The Illyrians were the earliest known inhabitants of the area, coming in the late Iron Age. By 1000 BC, the Illyrian language and civilization had spread across the Balkans. Interaction between tribes was not always amicable — hill forts were the most frequent type of habitation – but unique Illyrian art forms such as amber and bronze jewelry developed. The Illyrians eventually formed a loose federation of tribes centered in what is today Macedonia and northern Albania. Around 400 BC, Maritime Greeks established coastal colonies on the grounds of several Illyrian towns. Following that, Hellenic civilization progressively expanded out from Greek centers, especially Bouthoe (Budva).
The Romans ultimately came after. The first impetus for the Roman invasion occurred in 228 BC, when the Greeks requested Roman protection against an Illyrian named Teuta. She escaped to Risan after being driven from her fortress by the Romans, who were drawn to the area by its natural riches. The Illyrians fought the Romans until Gentius, the last Illyrian monarch, was defeated in 168 BC. The Romans used this opening to completely integrate the Balkans into their provinces by 100 BC. They built fortifications, roads, and commercial routes from the Danube to the Aegean, hastening the Romanisation process.

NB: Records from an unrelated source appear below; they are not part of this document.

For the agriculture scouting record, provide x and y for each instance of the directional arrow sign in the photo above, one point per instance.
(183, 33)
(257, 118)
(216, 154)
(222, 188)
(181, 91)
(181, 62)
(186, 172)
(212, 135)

Outside of the cities, however, Illyrian culture remained dominant.
Dalmatia, which comprised what is now Montenegro, was founded by the Romans. Doclea, established about AD 100, was the most significant Roman town in this area. Archaeological discoveries from Doclea (such as gems and artwork) show that it was a vital node in a vast commerce network. Despite its vast trading networks, Rome was in decline by the early fourth century, when Emperor Diocletian partitioned the empire into two administrative parts. Invaders from the north and west were encroaching on Roman territory, thus the Roman Empire was officially divided in 395, with the western half maintaining Rome as capital and the eastern half becoming the Byzantine Empire, centered on Constantinople. Modern Montenegro is located on the fault line that separates these two entities. After the Ostrogoths swept across the Balkans and seized control of the formerly Roman-controlled areas, Emperor Justinian re-established Byzantine authority over the Balkans after 537 and brought Christianity with him.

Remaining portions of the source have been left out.